If I could time travel, I’d go back three or four hours before dinnertime and I would start braising meat.
(This is the best part of braising.)
After I got done eating, I’d skip forward an hour or so, until I was certain that the dishes had been done. (So many dishes.)
I guess I’d have to bring a companion. Because I’d need someone to help me eat leftovers.
Chile-Braised Pork Shoulder Tacos
from Bon Appétit, May 2011
4 large dried ancho chiles (about 3/4 ounce), stemmed, seeded
2 large dried chiles de árbol or japones chiles, stemmed, seeded
2 tablespoons sugar
1 tablespoon fresh lime juice
1 5-pound boneless pork shoulder (Boston butt)
2 tablespoons vegetable oil
1 large onion, chopped (about 2 cups)
3 large garlic cloves, coarsely chopped
2 bay leaves
2 teaspoons dried oregano, preferably Mexican
2 teaspoons ground coriander
2 teaspoons ground cumin
1/2 teaspoon ground allspice
1 12-ounce bottle Negro Modelo or other dark beer
24 (or more) 6″ corn tortillas
4 radishes, trimmed, thinly sliced
chopped fresh cilantro
Place chiles in a medium bowl. Add enough boiling water to cover, and set a small plate or bowl on chiles to keep submerged. Let soak until softened, about 30 minutes. Drain chiles, reserving 1 cup soaking liquid.
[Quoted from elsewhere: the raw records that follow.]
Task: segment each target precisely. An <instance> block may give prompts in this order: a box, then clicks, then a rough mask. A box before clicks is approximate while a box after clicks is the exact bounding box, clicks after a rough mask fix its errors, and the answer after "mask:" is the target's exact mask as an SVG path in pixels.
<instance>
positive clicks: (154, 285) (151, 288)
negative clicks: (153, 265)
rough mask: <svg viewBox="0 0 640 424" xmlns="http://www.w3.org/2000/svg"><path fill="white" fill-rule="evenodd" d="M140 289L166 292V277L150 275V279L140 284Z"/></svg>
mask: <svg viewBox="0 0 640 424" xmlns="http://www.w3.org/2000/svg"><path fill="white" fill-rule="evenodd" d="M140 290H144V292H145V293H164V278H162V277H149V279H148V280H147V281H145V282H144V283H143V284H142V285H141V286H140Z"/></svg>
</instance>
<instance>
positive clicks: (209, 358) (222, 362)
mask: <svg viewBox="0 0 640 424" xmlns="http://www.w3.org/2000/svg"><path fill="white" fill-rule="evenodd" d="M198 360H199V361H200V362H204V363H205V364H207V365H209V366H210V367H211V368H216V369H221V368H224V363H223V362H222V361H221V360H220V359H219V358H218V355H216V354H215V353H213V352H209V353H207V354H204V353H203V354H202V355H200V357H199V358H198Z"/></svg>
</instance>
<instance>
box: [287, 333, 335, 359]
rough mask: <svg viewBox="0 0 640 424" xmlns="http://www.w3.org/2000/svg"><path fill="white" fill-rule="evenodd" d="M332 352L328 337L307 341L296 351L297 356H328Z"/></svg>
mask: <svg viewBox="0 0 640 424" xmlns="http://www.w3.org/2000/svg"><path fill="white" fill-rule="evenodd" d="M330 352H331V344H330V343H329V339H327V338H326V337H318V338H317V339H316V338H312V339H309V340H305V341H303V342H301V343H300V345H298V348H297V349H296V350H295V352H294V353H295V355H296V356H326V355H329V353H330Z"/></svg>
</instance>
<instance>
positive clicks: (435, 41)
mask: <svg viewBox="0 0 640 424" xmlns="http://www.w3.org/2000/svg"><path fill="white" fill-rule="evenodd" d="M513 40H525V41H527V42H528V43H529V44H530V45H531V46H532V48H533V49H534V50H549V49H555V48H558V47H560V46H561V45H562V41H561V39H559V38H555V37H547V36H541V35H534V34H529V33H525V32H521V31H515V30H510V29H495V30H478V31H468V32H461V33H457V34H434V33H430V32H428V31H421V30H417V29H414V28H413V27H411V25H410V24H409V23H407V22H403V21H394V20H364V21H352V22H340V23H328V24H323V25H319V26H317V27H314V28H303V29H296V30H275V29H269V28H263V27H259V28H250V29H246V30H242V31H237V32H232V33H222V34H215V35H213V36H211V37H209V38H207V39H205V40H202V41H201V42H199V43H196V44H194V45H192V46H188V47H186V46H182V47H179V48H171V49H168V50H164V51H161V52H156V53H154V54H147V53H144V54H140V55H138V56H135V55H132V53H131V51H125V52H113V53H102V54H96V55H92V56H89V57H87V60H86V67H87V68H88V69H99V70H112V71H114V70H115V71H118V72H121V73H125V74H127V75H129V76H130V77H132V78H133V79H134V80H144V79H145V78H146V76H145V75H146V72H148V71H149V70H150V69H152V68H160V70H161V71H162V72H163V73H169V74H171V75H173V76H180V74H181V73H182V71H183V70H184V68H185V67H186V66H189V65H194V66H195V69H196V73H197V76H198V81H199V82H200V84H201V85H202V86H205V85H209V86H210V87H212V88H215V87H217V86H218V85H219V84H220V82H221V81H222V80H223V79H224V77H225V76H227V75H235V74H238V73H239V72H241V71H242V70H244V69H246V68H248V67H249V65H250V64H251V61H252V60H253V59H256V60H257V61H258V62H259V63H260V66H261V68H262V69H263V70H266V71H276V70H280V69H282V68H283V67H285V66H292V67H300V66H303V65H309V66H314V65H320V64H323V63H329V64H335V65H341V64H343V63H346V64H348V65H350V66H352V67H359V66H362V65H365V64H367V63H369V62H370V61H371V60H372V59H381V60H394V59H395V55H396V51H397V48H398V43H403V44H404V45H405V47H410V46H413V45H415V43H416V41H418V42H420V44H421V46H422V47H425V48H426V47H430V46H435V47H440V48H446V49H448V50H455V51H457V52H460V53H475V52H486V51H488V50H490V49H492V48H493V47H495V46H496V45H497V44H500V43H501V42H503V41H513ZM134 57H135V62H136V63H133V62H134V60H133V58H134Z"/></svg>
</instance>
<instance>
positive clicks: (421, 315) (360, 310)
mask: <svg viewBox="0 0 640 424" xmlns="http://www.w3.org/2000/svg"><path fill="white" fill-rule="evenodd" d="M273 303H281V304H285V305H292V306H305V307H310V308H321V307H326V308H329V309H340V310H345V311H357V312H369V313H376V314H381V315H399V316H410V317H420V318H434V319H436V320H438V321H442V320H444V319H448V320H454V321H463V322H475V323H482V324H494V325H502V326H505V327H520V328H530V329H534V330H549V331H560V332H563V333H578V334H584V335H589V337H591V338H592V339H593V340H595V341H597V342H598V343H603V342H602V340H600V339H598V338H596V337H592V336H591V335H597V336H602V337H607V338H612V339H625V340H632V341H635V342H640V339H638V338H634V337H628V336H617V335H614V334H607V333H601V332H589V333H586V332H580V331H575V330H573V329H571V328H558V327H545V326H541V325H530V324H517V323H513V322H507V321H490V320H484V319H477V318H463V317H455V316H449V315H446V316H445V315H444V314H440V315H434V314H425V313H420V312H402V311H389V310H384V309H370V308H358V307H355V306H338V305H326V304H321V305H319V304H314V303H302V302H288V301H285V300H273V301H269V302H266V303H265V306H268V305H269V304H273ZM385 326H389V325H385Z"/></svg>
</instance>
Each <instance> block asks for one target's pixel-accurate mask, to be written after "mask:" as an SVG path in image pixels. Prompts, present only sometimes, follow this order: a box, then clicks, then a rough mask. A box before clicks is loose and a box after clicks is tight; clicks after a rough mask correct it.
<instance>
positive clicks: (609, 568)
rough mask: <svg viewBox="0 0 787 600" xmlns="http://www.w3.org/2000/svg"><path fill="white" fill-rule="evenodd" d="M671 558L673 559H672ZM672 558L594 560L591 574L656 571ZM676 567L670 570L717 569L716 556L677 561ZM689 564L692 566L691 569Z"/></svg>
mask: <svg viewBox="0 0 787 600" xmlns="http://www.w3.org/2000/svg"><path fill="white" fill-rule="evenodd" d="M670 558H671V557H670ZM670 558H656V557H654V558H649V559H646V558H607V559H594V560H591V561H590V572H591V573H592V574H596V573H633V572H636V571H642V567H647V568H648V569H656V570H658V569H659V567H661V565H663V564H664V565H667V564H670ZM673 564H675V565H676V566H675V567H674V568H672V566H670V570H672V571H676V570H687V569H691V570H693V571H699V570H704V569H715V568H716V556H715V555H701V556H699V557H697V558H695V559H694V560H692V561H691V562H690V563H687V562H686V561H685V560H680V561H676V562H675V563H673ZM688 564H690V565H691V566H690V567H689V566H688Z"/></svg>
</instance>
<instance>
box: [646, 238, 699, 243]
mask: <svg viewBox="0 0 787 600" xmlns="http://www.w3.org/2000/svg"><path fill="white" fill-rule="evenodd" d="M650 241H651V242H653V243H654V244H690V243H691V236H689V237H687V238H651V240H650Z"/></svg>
Preheat oven to 350°F. Place chiles, sugar, lime juice, and 1/4 cup reserved soaking liquid in a blender. Purée chile mixture, adding more soaking liquid as needed to form a smooth paste. Season pork shoulder generously with salt and spread paste over pork. DO AHEAD: Can be rubbed 1–2 days ahead. Cover and chill. Let come to room temperature before continuing.
Heat oil in a large heavy pot over medium heat. Add onion, garlic, bay leaves, oregano, coriander, cumin, and allspice. Cook, stirring often, until onion is soft, about 8 minutes. Add beer; bring to a boil. Add pork to pot; cover and transfer to oven.
Braise pork, basting occasionally with pan juices, until very tender, about 2 1/2 hours. DO AHEAD: Can be made 2 days ahead. Let cool slightly. Chill uncovered until cold, then cover and keep chilled. Rewarm before continuing.
Transfer pork to a large platter. Let cool slightly. Pour pan juice mixture over pork; cover and keep warm. (Alternatively, shred the pork with 2 forks and pour pan juice mixture over pork.)
Meanwhile, working in batches, cook tortillas in a large heavy skillet over low heat until toasted, about 1 minute per side. Transfer to a large sheet of foil; wrap to keep warm.
Serve pork with tortillas, radishes, both salsas, pickled onions, and chopped cilantro, encouraging guests to fill and garnish tacos as desired.